The Tesla Model S electric car has received plenty of praise from Consumer Reports, and now Tesla’s repair service turns out to get high marks too.
The Silicon Valley carmaker’s service was ranked top among all car dealers in Consumer Reports’ annual survey of subscribers.
In fact, Tesla was the only carmaker to score higher than independent shops not associated with car dealers — which generally outscore dealer-operated service centers.
The rankings were based on factors like the timeliness of repairs, cost, courteousness of the staff, perceived quality, and overall satisfaction.
These criteria were assessed by a survey group consisting of subscribers who had repairs made on more than 121,000 vehicles — including 80,000 repairs done at franchised new-car dealers, with the balance of 41,000 at independent shops.
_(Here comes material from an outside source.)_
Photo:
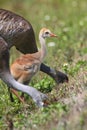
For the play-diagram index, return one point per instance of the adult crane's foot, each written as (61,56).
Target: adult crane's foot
(39,98)
(60,77)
Perhaps aware of the glaring spotlight cast on any new car company and its ability to support the cars it delivers, Tesla has made considerable efforts to keep customers happy — including standard loaner cars and picking up and returning cars needing service on flatbed trucks.
However, Consumer Reports notes that it’s possible Tesla may not be able to maintain these high standards if its sales numbers grow significantly.
With a relatively small number of Model S electric cars currently on the road, Tesla has far fewer customers to satisfy thus far than most established luxury brands.
The Consumer Reports staff said they will watch closely to see if Tesla’s repair policies change after the launch of the Model 3 small sedan (expected in two to four years).
With a target base price of around $35,000, Tesla will move downmarket with the Model 3, so whether it adopts the attitude of a more mainstream brand when it comes to service remains an open question.
The upscale brands largely dominate the survey: Buick, Lincoln, Cadillac, Lexus, Porsche, and Acura followed Tesla in the ratings, in that order.
Of course, Tesla does have one advantage over these and other brands: Its electric cars have fewer parts, so there’s less to potentially go wrong in the first place.